Predicting the occurrence of stroke in individuals using demographic and health-related factors.
- Data storytelling and visualization with a predictive model.
- Data Science Institute- Cohort 7- Team DS3 - Final Project
├── data
├──── processed
├──── raw
├── experiments
├── images
├── models
├── reports
├── src
├── README.md
└── .gitignore
- Data: raw, processed and final data.
- Experiments: Experiments.
- Images: Final images.
- Models: Trained models or model predictions.
- Reports: Generated HTML, PDF etc. of the analysis report.
- src: Project source code.
- README: This file.
- .gitignore: Files to exclude from this folder.
- Joshua Okojie
- Lindsay Hudson
- Mariluz Lopez Zamora
- Purpose and Overview
- Methodology
- Data Analysis
- Predictive Model
- Technical Stack
- Team Member´s Videos
- References
This project has as goal to analyze and visualize the stroke prediction dataset to obtain a target model of individuals most at risk of suffering from a stroke. The goal is to develop effective preventive measures and campaigns to reduce the prevalence of stroke.
We are a group of data scientists concerned about the high mortality and disability associated with stroke. In Canada, it is the third leading cause of death and the tenth largest contributor to disability-adjusted life years (the number of years lost due to ill health, disability, or early death)(1). It impacts health system costs, the workforce, and society.
Our job is to characterize individuals at the highest risk of stroke based on demographic and risk factors. This profile will enable the identification of the target population that could benefit from health prevention campaigns, as well as marketing campaigns with industries that develop products associated with health, fitness, and healthy food.
We worked with the Stroke Prediction Dataset, which is public through kaggle. It consists of 5.110 observations with 11 attributes between demographic and possible risk factors like health comorbidities and lifestyle information, including the variable ‘stroke’ which is 1 if the patient had a stroke or 0 if not.
After a preliminary analysis of the dataset we classified the attributes (columns) in four big groups defined as:
- Immutable demographic characteristics: Demographic characteristics that are not changeable like gender and age.
- Mutable demographic characteristics: Demographic characteristics that are potentially changeable like marital status, work and residence type.
- Immutable Risk: aspects related to the individual that could be related with major risk of stroke and are not alterable like chronic comorbidities (heart disease and hypertension).
- Mutable Risk Factors: aspects related to the individual lifestyle that could be related with major risk of stroke and are alterable like average glucose level, body mass index and smoking status.
Being focused on prevention, dividing the attributes into mutable and immutable categories allows for the identification of features that can be changed through clinical and lifestyle intervention.
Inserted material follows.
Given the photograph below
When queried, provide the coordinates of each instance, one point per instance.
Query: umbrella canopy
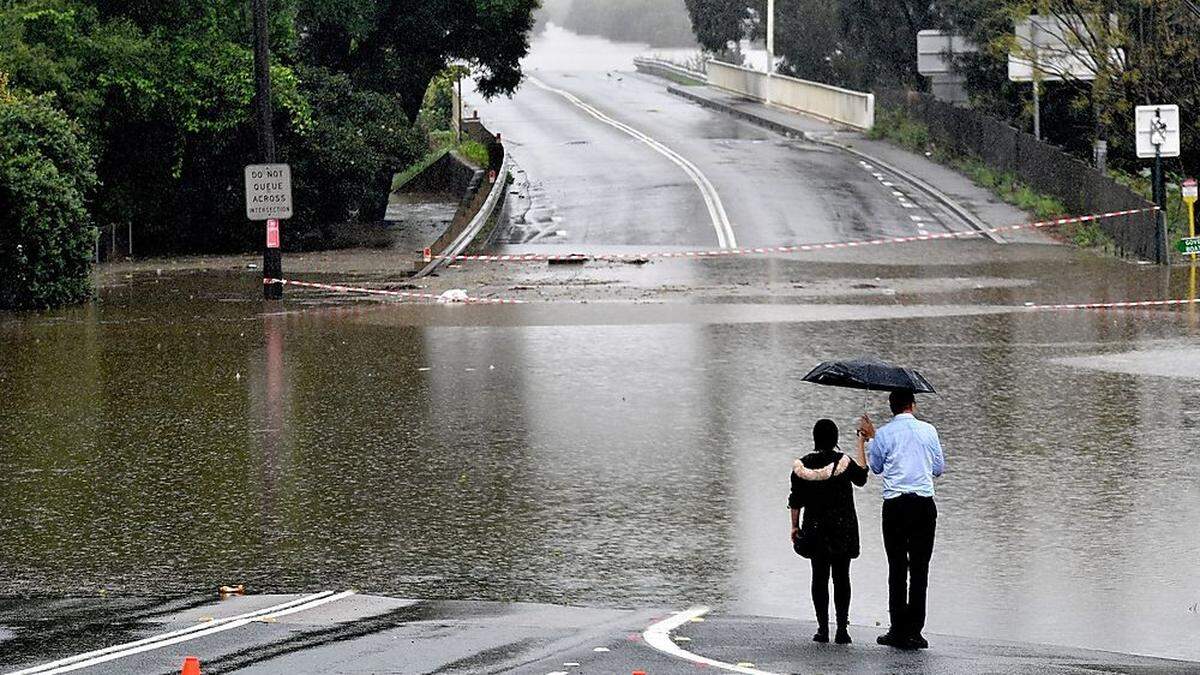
(869, 374)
| Feature | Type | Description |
|---|---|---|
| id | Integer, unique | Unique identifier for each patient |
| gender | String, binary | "Male", "Female", or "Other" |
| age | Integer | Age of the patient |
| hypertension | Integer, binary (0/1) | 0 = patient does not have hypertension; 1 = patient has hypertension |
| heart_disease | Integer, binary (0/1) | 0 = patient does not have heart disease; 1 = patient has heart disease |
| ever_married | String, binary | "Yes" or "No" |
| work_type | String, non-binary | Patient’s type of work: "children", "Govt_job", "Never_worked", "Private", or "Self-employed" |
| residence | String, binary | "Urban" or "Rural" |
| avg_glucose | Float (2 decimal places) | Average glucose level in blood |
| bmi | Float (1 decimal place) | Body Mass Index |
| smoking_status | String, non-binary | "Formerly smoked", "Never smoked", "Smokes", or "Unknown"* |
| stroke | Integer, binary (0/1) | 1 = patient had a stroke; 0 = patient did not have a stroke |
Note: "Unknown" in smoking_status means that the information is unavailable for this patient.
-
A review of the dataset identified some 'N/A' values in the 'bmi' column, and 'unknowns' in the 'smoking_status' column (data unavailable for patient).
-
After careful consideration and analysis, and taking into account the different types of data each column provides, we handled them as follows:
-
BMI missing values (NaN) represent 201 observations, which corresponds to 4% of the dataset. This is within the acceptable range for using imputation with minimal risk to the dataset. Furthermore, the data is considered Missing Not at Random (MNAR) because it depends on the respondents’ willingness to disclose their weight.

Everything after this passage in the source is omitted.